Niger’s presidential guard ousted President Mohamed Bazoum in a military coup in the capital Niamey, late July.

It marks the ninth coup or attempted power grab in just over three years in West and Central Africa, a region that over the last decade had made strides to shed its reputation as a “coup belt”, only for persistent insecurity and corruption to open the door to military leaders, Reuters reports.

Burkina Faso’s army likewise ousted President Roch Kabore in January 2022, blaming him for failing to contain violence by Islamist militants.

Coup leader Lieutenant Colonel Paul-Henri Damiba pledged to restore security, but attacks worsened, eroding morale in the armed forces leading to a second coup eight months later when current junta leader Captain Ibrahim Traore, seized power in September following a mutiny.

A group of Malian colonels led by Assimi Goita ousted President Ibrahim Boubacar Keita in August 2020. The coup followed anti-government protests over deteriorating security, contested legislative elections and allegations of corruption.

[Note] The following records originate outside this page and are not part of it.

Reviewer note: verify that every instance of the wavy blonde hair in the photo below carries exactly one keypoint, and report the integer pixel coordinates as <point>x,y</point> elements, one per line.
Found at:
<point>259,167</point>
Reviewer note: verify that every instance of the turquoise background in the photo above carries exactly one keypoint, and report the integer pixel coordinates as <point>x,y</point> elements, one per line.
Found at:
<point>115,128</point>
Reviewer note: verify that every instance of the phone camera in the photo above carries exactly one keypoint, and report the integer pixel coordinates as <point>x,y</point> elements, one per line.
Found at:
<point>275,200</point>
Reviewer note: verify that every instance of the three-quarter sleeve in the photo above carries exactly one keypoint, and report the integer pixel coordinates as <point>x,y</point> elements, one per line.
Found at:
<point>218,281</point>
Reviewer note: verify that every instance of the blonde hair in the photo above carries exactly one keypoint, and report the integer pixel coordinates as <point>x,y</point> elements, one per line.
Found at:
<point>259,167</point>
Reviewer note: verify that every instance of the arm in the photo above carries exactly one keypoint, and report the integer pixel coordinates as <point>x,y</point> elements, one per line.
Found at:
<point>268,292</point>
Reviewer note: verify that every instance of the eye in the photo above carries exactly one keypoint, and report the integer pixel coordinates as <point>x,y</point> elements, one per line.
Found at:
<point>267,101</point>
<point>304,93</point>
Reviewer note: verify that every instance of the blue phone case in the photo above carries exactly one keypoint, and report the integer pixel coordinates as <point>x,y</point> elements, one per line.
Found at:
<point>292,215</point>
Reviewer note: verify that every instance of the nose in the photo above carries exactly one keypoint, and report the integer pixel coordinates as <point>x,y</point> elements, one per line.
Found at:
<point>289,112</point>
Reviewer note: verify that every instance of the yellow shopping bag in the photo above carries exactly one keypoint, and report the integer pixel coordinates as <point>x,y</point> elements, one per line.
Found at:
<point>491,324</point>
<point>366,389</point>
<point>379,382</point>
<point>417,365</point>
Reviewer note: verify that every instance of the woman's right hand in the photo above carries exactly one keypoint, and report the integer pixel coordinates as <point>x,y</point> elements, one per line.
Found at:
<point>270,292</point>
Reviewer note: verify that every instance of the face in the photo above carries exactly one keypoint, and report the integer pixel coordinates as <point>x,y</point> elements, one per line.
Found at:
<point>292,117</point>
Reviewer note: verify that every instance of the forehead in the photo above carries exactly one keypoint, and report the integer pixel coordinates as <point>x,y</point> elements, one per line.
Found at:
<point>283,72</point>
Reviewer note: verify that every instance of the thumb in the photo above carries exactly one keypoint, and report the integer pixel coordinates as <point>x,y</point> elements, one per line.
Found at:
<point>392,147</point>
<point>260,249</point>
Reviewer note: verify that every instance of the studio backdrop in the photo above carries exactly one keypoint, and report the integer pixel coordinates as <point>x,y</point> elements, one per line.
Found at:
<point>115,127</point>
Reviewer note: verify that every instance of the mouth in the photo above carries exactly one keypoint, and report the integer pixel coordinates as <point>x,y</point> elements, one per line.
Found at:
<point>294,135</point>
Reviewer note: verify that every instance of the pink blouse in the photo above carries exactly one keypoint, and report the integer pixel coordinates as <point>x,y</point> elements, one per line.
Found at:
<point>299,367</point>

Under pressure from Mali’s West African neighbours, the junta agreed to cede power to a civilian-led interim government tasked with overseeing an 18-month transition to democratic elections in February 2022.

But the coup leaders clashed with the interim president, retired colonel Bah Ndaw, and engineered a second coup in May 2021. Goita, who had served as interim vice president, was elevated to the presidency.

Chad’s army took power in April 2021 after President Idriss Deby was killed on the battlefield while visiting troops fighting rebels in the north.

Deby’s son, General Mahamat Idriss Deby, was named interim president and tasked with overseeing an 18-month transition to elections.

In Guinea, Special Forces commander Colonel Mamady Doumbouya ousted President Alpha Conde in September 2021. A year earlier, Conde had changed the constitution to circumvent limits that would have prevented him from standing for a third term, triggering widespread rioting.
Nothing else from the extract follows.